Supporters of President Barack Obama’s health care law celebrate outside the Supreme Court in Washington, Thursday, June 28, 2012, after the court’s ruling.

Published Thu, Jun 28, 2012 (6:40 a.m.)

Updated Thu, Jun 28, 2012 (8:38 a.m.)

Health Care Law Ruling

Supporters of President Barack Obama's health care law celebrate outside the Supreme Court in Washington, Thursday, June 28, 2012, after the court's ruling was announced. Launch slideshow »
Harry Reid

Harry Reid

Dean Heller

Dean Heller

President Barack Obama’s health care law has survived all legal challenges unscathed, with the Supreme Court ruling this morning that the individual mandate and all other parts of it are constitutional.

But it happened in a way few expected.

Chief Justice John Roberts carried the 5-4 decision, which hung on the rationalization that the mandate to carry insurance is constitutional under Congress’ authority to levy taxes.

It is an ironic outcome, considering the lengths the president and other supporters of the law initially went to characterize the mandate as anything but a tax.

The government had argued primarily the mandate was constitutional under the Commerce Clause, which gives Congress the power “to regulate commerce...among the several States.”

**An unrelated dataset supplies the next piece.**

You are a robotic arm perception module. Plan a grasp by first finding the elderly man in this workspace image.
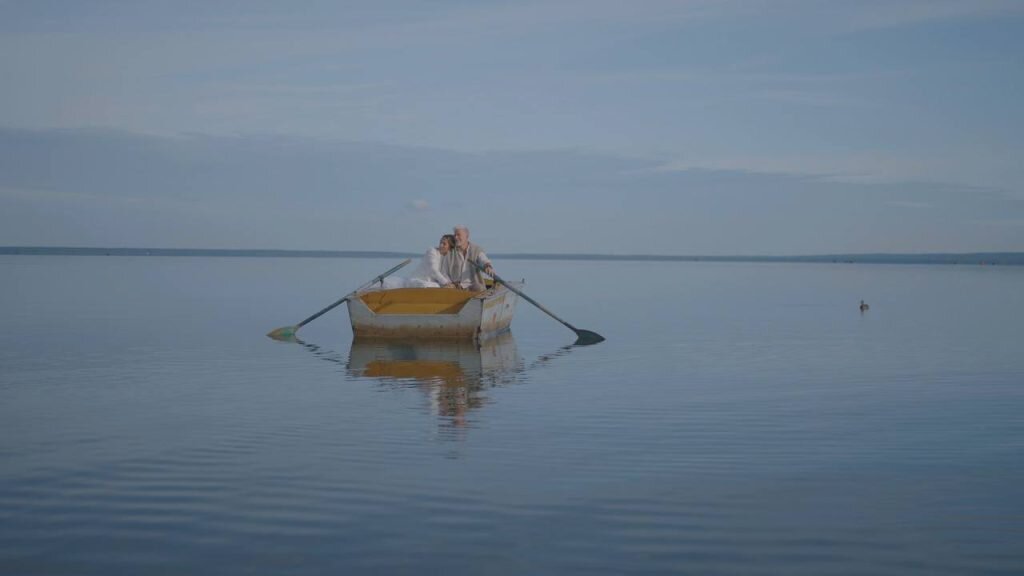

Health care, it argued, was a form of interstate commerce.

Justices Ruth Bader Ginsbrug, Stephen Breyer, Sonia Sotomayor, and Elena Kagan were convinced by that argument; Roberts wasn’t.

Instead, he relied on the government’s backup argument — that the mandate was a tax — in joining the majority to uphold the mandate, which in the bill comes under Section 5000A.

“Our precedent demonstrates that Congress had the power to impose the exaction in Section 5000A under the taxing power, and that Section 5000A need not be read to do more than impose a tax,” Roberts wrote. “This is sufficient to sustain it.”

The only penalty for not complying with the mandate, Roberts wrote, is a charge that effectively is a tax. The other four justices in the majority agreed.

The court also ruled that the expansion of Medicaid under the Affordable Care Act was legitimate — so long as the government doesn’t pull the entire Medicaid plug on states that resist fully complying.

“Nothing in our opinion precludes Congress from offering funds under the Affordable Care Act to expand the availability of health care and requiring that states accepting such funds comply with the conditions on their use,” Roberts wrote. “What Congress is not free to do is to penalize States that choose not to participate in that new program by taking away their existing Medicaid funding.”

The court did not consider the question of whether the mandate was severable from the rest of the bill, as they upheld the mandate.

That means people with preexisting conditions and individuals under the age of 26 will continue to be eligible for health care coverage uninterrupted.

With almost all parts of the law he spent more than a year carefully shepherding through Congress preserved, Senate Majority Leader Harry Reid of Nevada took a reserved victory lap Thursday morning, congratulating the court for eschewing politics and supporting the law.

“Our Supreme Court has spoken,” Reid said, a few minutes after the decision was announced. “The matter is settled.”

Republicans, however, don’t think so.

“This law has now been affirmed as a colossal tax increase on the middle class,” Nevada Sen. Dean Heller said in a statement. “This onerous law needs to be repealed and replaced with market-based reforms.”

But in the short term at least, repeal seems unlikely.

Even if Mitt Romney wins the presidency and Republicans gain a majority in the House and Senate, they are not poised to gain enough Senate seats to overcome the potential threat of filibuster to any repeal efforts. And if they try, Reid, who orchestrated the bill’s passage, will be leading the counter-offensive.

Reid, safe in the shadow of the Supreme Court’s ruling, is ignoring the sabre-rattling for now.

“It’s time, though, for Republicans to stop refighting yesterday’s battles,” he said. “Now that this matter is settled, let’s move on to other things, like jobs.”